Stage 2 — rectified flow + silhouette

Sphere · Phase 2, epoch 200. Training view + 4 novel angles. Pred row vs GT row — the 8-step flow matches the CNN baseline's silhouette quality.

Box · Phase 2, epoch 200. The hardest case — sharp corners. The flow recovers the gross box silhouette across all 4 novel angles.

Ellipsoid · Phase 2, epoch 200. The anisotropic silhouette is recovered at every novel angle.

Stage 2 training convergence · Phase 2, epoch 200. Ground-truth / predicted / difference. The difference shrinks to a thin boundary band — the rectified flow reaches the same reconstruction quality as the CNN encoder.

Stage 3 — rectified flow + RGB

Stage 3 adds a differentiable RGB renderer with Lambertian shading. The intuition: a sphere and a cube have similar silhouettes but very different shading patterns — RGB supervision provides dense surface- normal information that silhouette-only supervision cannot.
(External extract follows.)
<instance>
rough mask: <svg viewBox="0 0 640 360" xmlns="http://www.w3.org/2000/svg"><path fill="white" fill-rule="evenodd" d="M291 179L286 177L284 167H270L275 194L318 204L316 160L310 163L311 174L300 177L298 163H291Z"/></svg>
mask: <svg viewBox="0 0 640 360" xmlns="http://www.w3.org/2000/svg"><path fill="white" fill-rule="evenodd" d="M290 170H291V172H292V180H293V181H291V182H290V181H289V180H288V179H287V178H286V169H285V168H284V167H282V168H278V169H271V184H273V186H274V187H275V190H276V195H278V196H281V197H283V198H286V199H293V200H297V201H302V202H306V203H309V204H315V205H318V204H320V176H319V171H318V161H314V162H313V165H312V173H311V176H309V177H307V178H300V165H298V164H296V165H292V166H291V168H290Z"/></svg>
Sphere · RGB Flow-SDF, epoch 100. Three rows — predicted RGB, predicted silhouette, ground-truth RGB. Lambertian shading gradients add surface-normal supervision on top of the boundary signal.

Box · RGB Flow-SDF, epoch 100. The shading distinguishes a box from a sphere even where the silhouettes are similar.

Ellipsoid · RGB Flow-SDF, epoch 100. RGB + silhouette combined supervision.

Stage 3 RGB training convergence · epoch 100. The RGB rendering loss converges alongside the silhouette loss; shading gradients provide the dense surface-normal signal.

Gradient-flow validation: all three trainable components receive non-zero gradients when loss is backpropagated through the full chain — conditioner (grad norm 3.91), velocity network (161.93), SDF decoder (324.63). The forward pass completes in 258 ms, the backward pass in 282 ms on an Apple M4.

Speed for capacity; 2-D-only for geometric precision.

Speed vs capacity. The CNN encoder produces a code in one ~2 ms forward pass; the rectified flow needs 8 denoising steps (~20 ms), and training is ~3× slower per epoch. But the flow architecture supports stochastic sampling, conditioning on arbitrary modalities, and iterative refinement — capabilities the CNN encoder fundamentally lacks. 3-D supervision vs 2-D-only. The 2-D silhouette signal is geometrically weaker than direct 3-D supervision — it constrains the visual hull but leaves depth ambiguity within it. The shared decoder resolves this statistically across the dataset, but the geometry is less precise than 3-D-supervised methods. The trade is deliberate: zero 3-D data is a significant practical advantage where 3-D assets are scarce.

The scaling path the report lays out is concrete: replace the CNN conditioner with a frozen DINOv2-Small (background- invariant features, no training); replace the MLP velocity network with a small transformer DiT using cross-attention between latent tokens and image tokens; combine silhouette + RGB supervision; add a CLIP text encoder for text-to-3-D; and extend to compositional shapes with spatially-structured latents (3-D grids or triplanes). Each is a modular, independently-testable substitution.